Invited discussant of the AMBASSADOR trial, Max R. Kates, MD, of Johns Hopkins Medicine, said nivolumab is currently the standard of care in the adjuvant setting for patients with persistent muscle-invasive urothelial cancer, patients with T3 or T4 bladder cancer, or those with lymph node–positive disease, after systemic therapy. Pembrolizumab has not been used in this setting previously, and the findings from the AMBASSADOR trial highlight the potential utility of this agent in high-risk muscle-invasive urothelial cancer.

Max R. Kates, MD

Max R. Kates, MD

Previous studies of adjuvant immune checkpoint inhibitors as adjuvant therapy for muscle-invasive urothelial cancer have had conflicting results: IMvigor010 of atezolizumab and CheckMate 274 of nivolumab. Dr.
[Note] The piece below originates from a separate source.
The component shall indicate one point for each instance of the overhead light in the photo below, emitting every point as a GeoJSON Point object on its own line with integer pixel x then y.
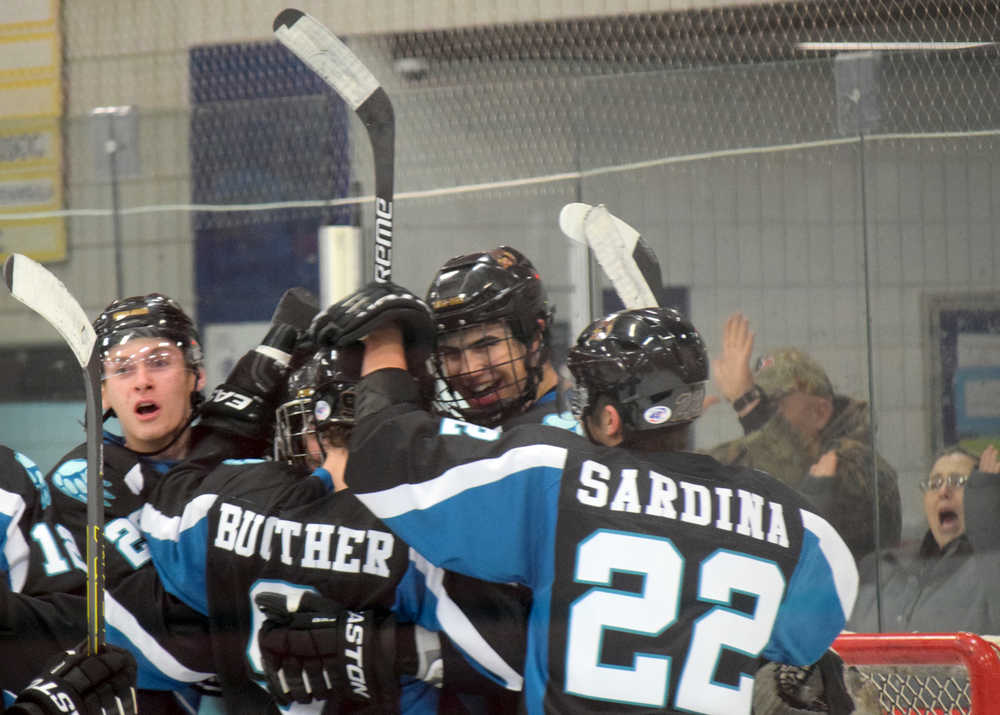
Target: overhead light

Kates said the findings from the AMBASSADOR study validate the findings of CheckMate 274, the first positive trial for an immune checkpoint inhibitor in the adjuvant setting.

“This trial likely tips the scale in providing further evidence that there is a clear, cogent rationale for giving adjuvant therapy in patients with high-risk muscle-invasive bladder cancer,” Dr. Kates concluded. 

DISCLOSURE: Dr. Kates reported financial relationships with Astellas Pharma, Genesis, Biotech Group, Merck, NanOlogy, Pacific Edge, and Photocure.